A: 19.5” x 4.5” x 3.5”

Q: What is the output intensity at 6"?

A: The SW produces 560 microwatts/CM². The LW produces 460 microwatts/CM².




Raytector 5-2

First switch off the lamp and place it on its back. Remove the four screws located on either side of the lens cover. Then rotate the tube ¼ turn and slip out of the socket. Replace with #11-054 shortwave and #11-071 longwave tubes. Reassemble the lamp.

Q: How long with the battery last?

A: The battery will last you approximately 3 to 5 years, depending on usage.

Q: Can I change the battery myself?

A: Yes, just follow these instructions:

  1. Remove the black plastic cover by removing the (4) Philip screws. Cover will now slide off.
  2. Remove the filter glass assembly by removing the (4) Philip side screws.
  3. Separate the body halves by removing the (3) Philip screws recessed in the body. The outer labels will prevent the halves from separating. You can avoid cutting the labels by hinging the halves carefully at the labels.
  4. Once the lamp is open, you can see the battery. Remove the battery bracket by removing the (2) Philip screws.
  5. Remove the battery. Carefully pull off the slip-on leads. Note the polarity, red for positive, black for negative.
  6. Replace the battery with a Panasonic valve regulated lead-acid battery. Model No. LCRO64R5CH (available from Radio Shack) or equivalent.
  7. To reassemble, reverse the above steps.
  8. Dispose of the old battery in a proper manner.
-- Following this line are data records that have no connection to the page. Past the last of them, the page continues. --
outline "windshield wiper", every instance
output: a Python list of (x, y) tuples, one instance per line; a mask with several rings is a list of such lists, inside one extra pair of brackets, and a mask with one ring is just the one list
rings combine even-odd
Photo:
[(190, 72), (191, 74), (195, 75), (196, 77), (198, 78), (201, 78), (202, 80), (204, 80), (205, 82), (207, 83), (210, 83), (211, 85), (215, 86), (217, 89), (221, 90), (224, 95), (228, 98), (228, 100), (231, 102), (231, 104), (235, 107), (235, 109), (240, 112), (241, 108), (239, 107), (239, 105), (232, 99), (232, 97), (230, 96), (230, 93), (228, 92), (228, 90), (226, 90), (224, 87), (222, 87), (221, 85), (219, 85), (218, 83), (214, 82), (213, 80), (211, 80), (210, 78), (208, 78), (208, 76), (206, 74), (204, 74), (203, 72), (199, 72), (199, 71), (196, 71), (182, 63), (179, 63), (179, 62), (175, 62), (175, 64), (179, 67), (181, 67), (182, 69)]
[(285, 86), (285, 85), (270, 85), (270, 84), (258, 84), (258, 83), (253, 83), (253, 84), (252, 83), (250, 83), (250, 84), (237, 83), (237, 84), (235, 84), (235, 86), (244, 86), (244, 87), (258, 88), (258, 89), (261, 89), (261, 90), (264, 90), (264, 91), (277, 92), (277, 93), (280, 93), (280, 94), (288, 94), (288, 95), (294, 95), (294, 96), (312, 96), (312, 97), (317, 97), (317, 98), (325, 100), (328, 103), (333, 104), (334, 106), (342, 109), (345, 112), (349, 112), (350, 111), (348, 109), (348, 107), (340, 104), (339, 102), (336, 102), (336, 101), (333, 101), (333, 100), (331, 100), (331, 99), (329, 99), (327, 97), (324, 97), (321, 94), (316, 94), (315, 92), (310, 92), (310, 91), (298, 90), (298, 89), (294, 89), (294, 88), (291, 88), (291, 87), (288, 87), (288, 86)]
Q: How big is the Raytector (R5)?

A: 10” x 5.5” x 3”

Q: Will the Raytector (R5) work in the daytime?

A: No, it is best used in a dark room or at night.

Q: How do I operate the Raytector (R5) on the battery?

A: Your new Raytector (R5) has a built-in rechargeable sealed lead acid battery designed for long life. When the on/off switch is depressed, the green indicator light will light indicating the lamp is in operation. Battery operation will give the lamp 5 to 7 hours of use when fully charged.

Q: How do I clean the filters?

A: Use a soft cloth with Windex.

Q: What is the output intensity at 6”?

A: The SW produces 190 microwatts/CM². The LW produces 180 microwatts/CM².




Versalume

Q: What are the applications for this light?

A: The Versalume is lightweight and portable. The Versalume is designed for small item analysis. This is designed with a built in lamp stand for hands free operation.

Q: How close does the light need to be to what I am examining?

A: 1” to 3” is the optimum distance from the lamp to the object under examination.

Q: What is the expected battery life?

A: With intermittent use, the batteries should last approximately 5 hours.

Q: What is the output intensity at 6”?

A: The SW produces 40 microwatts/CM². The LW produces 50 microwatts/CM².